Content of this article

I made a library that can handle Mecab easily with Python.
You can bring it from git and install it.

What you can do with this library

Enter a sentence and split it into words
Filtering by stop word and part of speech
Add dictionary (supports neologd dictionary and csv user dictionary)
Can be used with both python2x and python3x (probably)
I haven't tested it thoroughly with python3x, so there may be bugs I'm not aware of.

Installation

Mecab and Mecab-neologd

You have to install MeCab in the first place.

But I think the pre-processing craftsmen are already ready, so I'll omit it.

It also supports calling the Mecab-neologd dictionary, so it's a good idea to have it installed.

Installation of the main unit

You can use it with python setup.py install by doing git clone [email protected]: Kensuke-Mitsuzawa / JapaneseTokenizers.git.

Or you can do it with pip install git + https://github.com/Kensuke-Mitsuzawa/JapaneseTokenizers.

How to use

The same content is written in example, so I will write it briefly.

Morpheme division

Prepare the input statement

`sentence = u'Tehran (Persian: تهران; Tehrān Tehran.ogg pronunciation [help / file] / teɦˈrɔːn /, English: Tehran) is the capital of West Asia, Iran and the capital of Tehran Province. Population 12,223,598. The metropolitan population reaches 13,413,348. '``

python2x can only input ʻunicode`.

It doesn't matter which one you use for python3x.

Specifies the type of os.

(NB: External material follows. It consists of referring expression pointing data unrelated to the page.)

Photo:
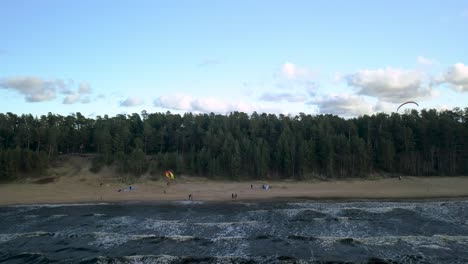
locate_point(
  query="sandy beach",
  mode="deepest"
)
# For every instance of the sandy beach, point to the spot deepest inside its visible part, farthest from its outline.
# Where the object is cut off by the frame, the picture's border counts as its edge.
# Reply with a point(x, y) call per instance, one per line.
point(82, 189)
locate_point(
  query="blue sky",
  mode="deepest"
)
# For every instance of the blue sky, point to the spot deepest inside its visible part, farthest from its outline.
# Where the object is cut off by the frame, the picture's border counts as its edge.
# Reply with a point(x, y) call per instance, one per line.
point(341, 57)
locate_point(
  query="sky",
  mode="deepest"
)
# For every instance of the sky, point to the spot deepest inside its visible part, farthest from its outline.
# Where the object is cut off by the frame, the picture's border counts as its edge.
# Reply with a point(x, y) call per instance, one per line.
point(347, 58)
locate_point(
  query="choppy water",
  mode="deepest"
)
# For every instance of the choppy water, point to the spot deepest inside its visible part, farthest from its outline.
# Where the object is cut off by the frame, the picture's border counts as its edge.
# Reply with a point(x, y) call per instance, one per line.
point(265, 232)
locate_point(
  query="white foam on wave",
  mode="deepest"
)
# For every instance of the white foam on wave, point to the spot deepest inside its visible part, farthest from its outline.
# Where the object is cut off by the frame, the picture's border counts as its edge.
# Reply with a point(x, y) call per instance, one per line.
point(56, 205)
point(224, 224)
point(108, 240)
point(188, 202)
point(99, 215)
point(440, 241)
point(8, 237)
point(177, 238)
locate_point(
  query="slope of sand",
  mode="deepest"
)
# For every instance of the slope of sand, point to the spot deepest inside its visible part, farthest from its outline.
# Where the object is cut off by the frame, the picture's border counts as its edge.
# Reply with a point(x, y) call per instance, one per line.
point(87, 188)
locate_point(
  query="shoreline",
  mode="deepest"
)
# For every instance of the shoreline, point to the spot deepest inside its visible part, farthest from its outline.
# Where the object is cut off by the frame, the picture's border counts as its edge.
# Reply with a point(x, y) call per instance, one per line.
point(88, 189)
point(246, 201)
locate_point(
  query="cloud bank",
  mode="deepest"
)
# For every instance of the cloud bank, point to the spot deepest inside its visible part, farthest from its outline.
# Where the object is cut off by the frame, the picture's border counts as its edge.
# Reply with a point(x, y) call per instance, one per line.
point(34, 89)
point(208, 105)
point(391, 85)
point(132, 101)
point(457, 77)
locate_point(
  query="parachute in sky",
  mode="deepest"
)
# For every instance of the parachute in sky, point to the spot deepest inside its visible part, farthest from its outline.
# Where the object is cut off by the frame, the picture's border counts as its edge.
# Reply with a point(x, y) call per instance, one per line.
point(169, 175)
point(409, 102)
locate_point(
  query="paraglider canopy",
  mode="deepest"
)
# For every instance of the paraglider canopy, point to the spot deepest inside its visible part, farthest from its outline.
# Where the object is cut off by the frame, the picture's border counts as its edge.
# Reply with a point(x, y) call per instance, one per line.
point(408, 102)
point(169, 174)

Other than centOS, ʻos Type =" generic "is fine. Only centOS should have ʻos Type = "centsos". (Because the system command of Mecab is different only for centOS. There may be other OSs like that ... I have confirmed that it works on Ubuntu and Mac.)

Specifies the type of dictionary.

For ipadic dictType =" " or dictType =" ipadic "
If neologd and ipadic are used together, dictType =" neologd "

Initialize the instance mecab_wrapper = MecabWrapper(dictType=dictType, osType=osType)

Split words. tokenized_obj = mecab_wrapper.tokenize(sentence=sentence)

By default, words and part of speech are returned in a tapple pair.

tokenized_obj = mecab_wrapper.tokenize(sentence=sentence, return_list=False)

Will return this class object, so if you want to use it for other processing, this It is better to specify the flag.

filtering

Filtering

Specify and exclude stop words
Specify only the part of speech you want to acquire

The stop word is

stopwords = [u'Tehran']

Put a string in the list like this. (Both str and ʻunicode` are acceptable)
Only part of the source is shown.